Bring some water to a boil, remove it from the fire, and soak the almonds for 5 minutes. Pat them dry and rub the skins away, then grind them by running them through a meat grinder three times, then a food mill once, sprinkling them with a little water to keep them from giving off their oil (you can also use a blender, using short bursts. You don't want to turn them into an oily paste or liquefy them).

Combine the 2 fingers of water and the sugar in a pot (if it's round-bottomed, so much the better) and heat, stirring gently, until a drop of syrup poured from the spoon onto a plate does not spread out, and when crushed between thumb and forefinger forms fine threads when you separate your fingers. Add the almonds and cinnamon, and cook over a very low flame, stirring constantly, for 10 minutes. Remove the mixture from the fire and let it cool, stirring frequently. When it is almost cold, spread the it in a half-inch thick layer over the wafers, smoothing the top and sides with the blade of a knife. Depending upon the shape of your wafers you will end up with either diamond or round shaped cookies; they should be about 2 inches across at the most.
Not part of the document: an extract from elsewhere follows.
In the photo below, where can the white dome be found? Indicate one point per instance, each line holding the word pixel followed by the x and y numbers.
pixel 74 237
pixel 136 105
Let the cookies set for 24 hours, then trim away the excess wafer.

Prepare the icing by boiling the syrup to the stage described above. Test frequently because if you cook too long the syrup will be too hard. Once it reaches the proper degree of doneness pour the syrup into a bowl and whip it until it is white and fluffy (this takes patience). Spread the frosting over the cookies, dot each with a candied almond, and let dry.

These will keep for several days, though you can expect them to vanish first.